By Fábio de Castro

Agência FAPESP – In the last few years, a group of researchers at the Universidade Federal de São Paulo (Unifesp) has obtained significant results in advancing the knowledge regarding epigenetic alterations, oxidative stress and the development of tumors, – particularly melanoma, the most deadly form of skin cancer.

Epigenetics is the study of the portion of the genomes that does not encode proteins, but has a role in gene regulation. Oxidative stress is a result of the excess production of free radicals, which reduces the capacity of the antioxidant system found in every tissue.

The Unifesp group has been working on the cellular biology of cancer for nearly a decade under the leadership of Professor Miriam Galvonas Jasiulionis of the Department of Pharmacology. Their studies have used a transformation model of melanocytes – cells that produces skin pigment – in melanoma.

“The model consists of subjecting a line of non-tumorous melanocytes to conditions of sustained stress until they transform into melanoma. In doing so, we observed how transformation occurs solely from changing environmental conditions without introducing oncogenes,” explains Jasiulionis in talks with Agência FAPESP.

The main risk factor for melanoma is prolonged exposure to ultraviolet rays, which causes an oxidative stress condition. To this end, the researchers used a model in which a non-tumorous melanocyte is submitted to various cycles of stress and, acquires progressive cellular alterations.

The model uses both metastatic and non- metastatic melanoma, broadening the possibilities of further studies. The stress is provoked by the blockage of melanocyte’s cell adhesion.

“The model that we used allows for the study of a series of aspects, particularly epigenetic alterations, which are related to environmental changes. We know that chronic conditions of oxidative stress are related to the appearance of different pathologies. For this reason, the model could also be applied for other cases besides melanoma”, she notes.

In one of the aspects of the study, the researchers investigated the connection between melanoma and the role of micro-RNA (miRNA). These small molecules, which have two dozen nucleotides, do not code for proteins, but hybridize to messenger RNA (mRNA), perturbing its stability, interrupting the process of translation of the genetic information into protein and acting like epigenetic regulators.

With FAPESP funding under the Research Awards – Publication program, Jasiulionis and her doctoral student, Adriana Taveira da Cruz, co-authored a review article on the latest advances in the knowledge of the relationship between miRNA and melanoma, which was published in Dermatology Research and Practice.

Cruz’s doctoral project, “Identification of miRNAs involved in melanoma genesis and its possible epigenetic regulation of expression,” also received funding.

Jasiulionis coordinates the project “Epigenetic mechanisms as mediators of malignant transformation of melanocytes associated with sustained conditions of stress,” supported by FAPESP under the Regular Research Awards program.
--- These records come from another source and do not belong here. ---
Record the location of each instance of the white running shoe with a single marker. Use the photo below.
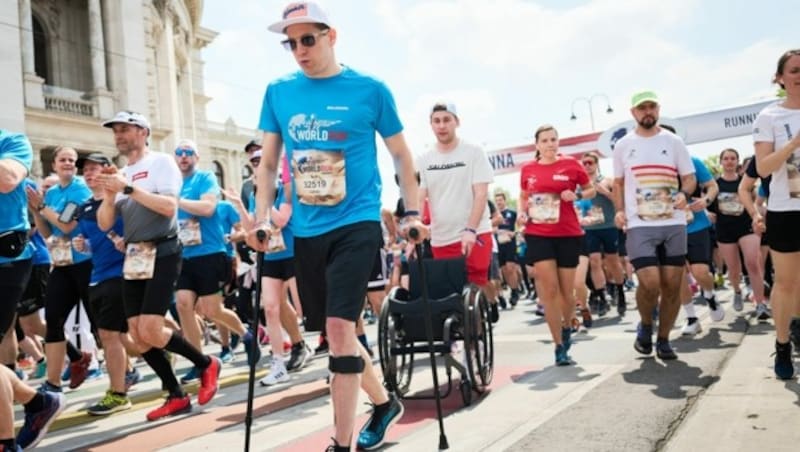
(277, 374)
(691, 328)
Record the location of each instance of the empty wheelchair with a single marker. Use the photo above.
(462, 330)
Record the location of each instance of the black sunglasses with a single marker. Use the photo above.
(308, 40)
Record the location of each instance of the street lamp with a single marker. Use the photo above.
(589, 101)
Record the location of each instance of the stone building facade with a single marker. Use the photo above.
(70, 64)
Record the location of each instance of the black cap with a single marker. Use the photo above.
(250, 144)
(95, 157)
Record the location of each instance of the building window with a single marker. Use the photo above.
(40, 51)
(220, 173)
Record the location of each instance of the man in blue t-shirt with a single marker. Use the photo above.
(206, 267)
(326, 115)
(16, 156)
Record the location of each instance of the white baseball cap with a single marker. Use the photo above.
(300, 13)
(129, 117)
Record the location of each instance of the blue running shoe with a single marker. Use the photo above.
(37, 423)
(191, 376)
(644, 339)
(253, 353)
(562, 358)
(373, 434)
(784, 367)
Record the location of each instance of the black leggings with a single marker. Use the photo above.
(13, 280)
(66, 287)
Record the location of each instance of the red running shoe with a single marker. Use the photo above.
(174, 405)
(208, 381)
(79, 370)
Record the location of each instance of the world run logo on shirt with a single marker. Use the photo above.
(304, 127)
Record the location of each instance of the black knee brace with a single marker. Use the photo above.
(346, 364)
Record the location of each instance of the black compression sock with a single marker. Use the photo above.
(177, 344)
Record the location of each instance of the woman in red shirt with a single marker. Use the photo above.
(552, 232)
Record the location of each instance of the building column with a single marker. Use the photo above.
(34, 96)
(97, 55)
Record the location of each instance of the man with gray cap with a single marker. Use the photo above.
(145, 194)
(653, 179)
(326, 116)
(205, 268)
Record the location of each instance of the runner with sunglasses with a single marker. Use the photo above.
(326, 116)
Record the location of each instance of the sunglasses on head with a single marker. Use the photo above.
(184, 152)
(307, 40)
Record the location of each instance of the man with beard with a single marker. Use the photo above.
(145, 194)
(653, 178)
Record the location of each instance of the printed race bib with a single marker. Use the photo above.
(654, 203)
(595, 216)
(189, 232)
(140, 261)
(319, 177)
(544, 208)
(729, 204)
(60, 250)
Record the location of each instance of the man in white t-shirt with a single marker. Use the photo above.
(455, 178)
(653, 172)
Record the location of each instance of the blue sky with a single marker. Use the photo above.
(512, 65)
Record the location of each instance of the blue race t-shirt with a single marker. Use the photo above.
(106, 259)
(703, 176)
(328, 125)
(211, 234)
(14, 205)
(57, 198)
(229, 217)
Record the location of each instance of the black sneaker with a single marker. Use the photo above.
(300, 354)
(644, 339)
(664, 351)
(784, 367)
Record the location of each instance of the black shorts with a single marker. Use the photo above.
(333, 270)
(507, 252)
(108, 308)
(781, 227)
(13, 279)
(380, 273)
(33, 298)
(603, 240)
(565, 250)
(282, 269)
(153, 296)
(205, 275)
(698, 247)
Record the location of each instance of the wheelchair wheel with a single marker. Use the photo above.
(397, 367)
(479, 340)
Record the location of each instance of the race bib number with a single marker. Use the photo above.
(60, 251)
(275, 243)
(319, 177)
(140, 261)
(729, 204)
(189, 232)
(654, 204)
(544, 208)
(595, 216)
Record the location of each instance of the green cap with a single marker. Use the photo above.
(642, 97)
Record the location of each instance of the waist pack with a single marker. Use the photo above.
(12, 243)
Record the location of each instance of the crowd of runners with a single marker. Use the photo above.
(157, 255)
“Although it is not the main focus of our group, the study on miRNA is important because they are an important control mechanism for expression, and for our research, understanding how epigenetic regulation of miRNA expression occurs is fundamental,” explains Jasiulionis.

In the article, researchers surveyed the existing miRNAs related to melanoma. According to Jasiulionis, because it impedes mRNA translation, miRNAs haves a central role in the formation of cancers.

“We know that miRNAs display alterations in expression in tumors, which prompted changes in different mRNAs. We are trying to identify not only miRNAs that are expressed in different stages of melanoma genesis, but also those that have altered expression because they have altered epigenetic marks,” he said.

In addition to being an important mechanism in the translational control of mRNA, the miRNAs could also be utilized as biomarkers and could become key in the development of new therapies against melanoma.

“Each miRNA has different target mRNA at the same time. And the same mRNA could target by different miRNAs. One of the prospects for the future is to identify a miRNA related to genes associated with tumor formations and develop antagonists from there on,” Jasiulionis.

According to the researcher, the melanoma that originates from the malignant transformation of melanocytes is extremely resistant to therapies when it enters the phase of metastasis.

“When it is diagnosed early, melanoma is easily treated. But, in the metastatic phase, it is extremely aggressive and does not respond to existing therapies. For this reason, it is important to identify the miRNAs involved in the process, not only for treatment, but also for identification of the tumor,” she said.

The article, miRNAs and Melanoma: How Are They Connected?, by Adriana Taveira da Cruz and Miriam Galvonas Jasiulionis, can be read by subscribers to Dermatology Research and Practice at www.hindawi.com/journals/drp/2012/528345/abs.